A farewell to a genius
No politics. I don’t want to hear anything about how X killed Cohen. Don’t put the name of that man in the same sentence with an artist of genius, of brilliance, of compassion, of sensuality, of sly humor and a wicked sense of irony.
There have been very few artists who have more of an impact on my life, personally. The wild and raw and poetic sexuality of his novel Beautiful Losers deeply impacted me, for its profane grace and nearly sacred positioning of the terrors and wonders of the human body. His poetry spoke to me in a way I hadn’t realized was possible.
And the music: from the sparse tremors of the early albums to the deep bass of the later ones, to his role as the prophet of aging. But he never lost it: he never lost that probing questioning into being a human.
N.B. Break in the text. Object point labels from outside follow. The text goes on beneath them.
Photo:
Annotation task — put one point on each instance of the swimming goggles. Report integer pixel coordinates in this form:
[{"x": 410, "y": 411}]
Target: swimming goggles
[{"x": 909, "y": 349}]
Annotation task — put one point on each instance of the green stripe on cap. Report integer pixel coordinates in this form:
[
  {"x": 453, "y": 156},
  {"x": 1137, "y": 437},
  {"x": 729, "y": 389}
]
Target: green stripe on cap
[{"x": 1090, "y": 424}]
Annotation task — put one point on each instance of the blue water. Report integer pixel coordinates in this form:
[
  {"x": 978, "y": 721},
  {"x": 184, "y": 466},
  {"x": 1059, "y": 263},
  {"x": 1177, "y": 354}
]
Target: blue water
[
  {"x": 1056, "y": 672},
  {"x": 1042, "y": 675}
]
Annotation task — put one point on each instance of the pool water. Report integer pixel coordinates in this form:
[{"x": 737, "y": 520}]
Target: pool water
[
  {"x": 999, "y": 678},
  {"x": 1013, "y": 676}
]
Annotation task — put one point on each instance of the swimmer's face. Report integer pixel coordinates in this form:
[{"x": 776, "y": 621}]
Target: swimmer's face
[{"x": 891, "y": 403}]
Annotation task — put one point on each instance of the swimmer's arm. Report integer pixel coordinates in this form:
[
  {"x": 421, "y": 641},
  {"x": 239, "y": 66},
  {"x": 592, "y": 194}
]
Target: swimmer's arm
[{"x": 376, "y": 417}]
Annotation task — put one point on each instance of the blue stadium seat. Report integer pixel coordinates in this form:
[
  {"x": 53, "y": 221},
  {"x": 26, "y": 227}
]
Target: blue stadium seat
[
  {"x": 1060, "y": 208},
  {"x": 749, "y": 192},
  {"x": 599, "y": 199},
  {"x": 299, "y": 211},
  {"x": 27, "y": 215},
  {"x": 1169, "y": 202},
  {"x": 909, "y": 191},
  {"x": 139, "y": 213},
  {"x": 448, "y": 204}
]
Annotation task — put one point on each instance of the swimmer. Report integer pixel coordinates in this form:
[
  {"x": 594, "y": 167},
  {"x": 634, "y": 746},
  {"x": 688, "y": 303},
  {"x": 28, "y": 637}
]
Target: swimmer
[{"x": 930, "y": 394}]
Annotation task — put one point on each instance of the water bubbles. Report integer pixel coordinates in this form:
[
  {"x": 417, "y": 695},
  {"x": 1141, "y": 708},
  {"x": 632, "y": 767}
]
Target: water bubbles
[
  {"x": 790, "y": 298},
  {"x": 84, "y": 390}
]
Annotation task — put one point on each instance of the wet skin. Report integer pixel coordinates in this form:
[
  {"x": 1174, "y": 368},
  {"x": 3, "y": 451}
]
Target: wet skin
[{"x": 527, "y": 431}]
And his last album–god, his last album–is a masterpiece.
This article, found on a blog by a non-profit that does amazing work for the aging, does an uncanny job of encapsulating up how I feel about the album, and about him.
The voice comes as we’ve heard it over the last 20 years—a deep gravel, almost impossibly low, and barely singing. It’s more like the singsong speech of a man hanging out under a lamppost, barely lit against the darkness, trying to tell you something with insistent urgency. It is, of course, Leonard Cohen—unmistakable from the first gravely note of his voice, imbued with ancient wisdom, rueful sadness, and endless wit. It’s less an aging voice than a voice of age.
And the end…
So I don’t think it is saying goodbye. He’s just saying, maybe this is goodbye. Maybe it isn’t. We don’t have the answer to all the mysteries, and we barely have the questions. So as long as we’re still here, let’s talk. Let’s remember. Let’s continue to explore these questions that trouble us when we’re young, and still gnaw at us when we’re old. It’s a perfect encapsulation of the idea that we are who we are, immutable.
The deep voice is the same one that plied Montreal streets, and found love on Greek Islands. The body is the same one that once knew Janis Joplin in the Chelsea Hotel. The heart is the same one that famously cried, “So Long, Marianne”, a sad and joyful parting to his muse, who herself died earlier this year. He told her it was time to laugh and cry and cry and laugh about it all again. That’s the heart of his music. We suffer, and then we remember our suffering with fondness, because it is something that happened to our souls, simply from being alive.
This wild and impossible life is his main target of inquisition, and, like always, he’ll interrogate it until he can no longer. If we’re looking for inspiration as we grow older, and the strength to still be awake and alive in the world, Cohen can answer as he has so many times: I’m your man.
Maybe you only know Cohen from “Hallelujah”, or its million covers, and that’s ok. It’s a great song. I think it actually sums him up better than people, annoyed by its ubiquity, think: that blending of the religious and the sexual, and the knowledge that there is no actual difference. The knowledge that love contains the deepest terrors, and the knowledge that life grows within itself its own seed of destruction.
I don’t want to really use the word “sums him up”, because that’s not fair. He contains too many multitudes. He is the gentleman and the lecher. His is the quiet voice on the street and the howl of the pained lover. He is the observer at the corner of the dance, falling in love and getting hard and wondering if there is a difference. He is the bandmaster at the last waltz, urging you to take it. He’s the strange prophet of a troubled future, anticipating something cruel coming. He knows that Nazis are running the brothels.
He made me fall in love with dead saints, with women on Greek islands, with Suzanne. Who wouldn’t? Who couldn’t listen to him, or read his words (as if the two could be separable; as if the poetry wasn’t in every song and the strumming insistence in every poem) and see a form of God, a binding humanity that rises to the level of the miraculous even as it pays deep and bowing homage to the animalistic, the dog in heat?
Cohen had an unimpeachable sense of musicality, which is lost in deserved discussions about his poetry and grace. Seriously, read David Remnick’s amazing article on him, if for nothing else than Bob Dylan dropping his oracular pose to gush about Cohen’s songs. (“‘When people talk about Leonard, they fail to mention his melodies, which to me, along with his lyrics, are his greatest genius,’ Dylan said. ‘Even the counterpoint lines—they give a celestial character and melodic lift to every one of his songs. As far as I know, no one else comes close to this in modern music.'”)
Still, though, his great gift was uncovering the violence and fear in love, that it was war, but it was always worth fighting for. That it was what made us human. That searching for answers was, in and of itself, the actual answer. That to be human was to question, and to wonder, and to give in to base instincts and our highest desires, and to see the face of the infinite in the smallest drop of bodily fluids. His work was, quite literally, seminal. It was the beginning, and it was the whole journey.
And now his journey has come to an end, with an incredible parting gift, an amazing goodbye. In every period of his life, he looked for the answer to the only question that matters: is the space in between lovers–whether it is a space of time and years and pain, or just the volume of a shared drop of sweat– empty, or is it filled with the entire universe?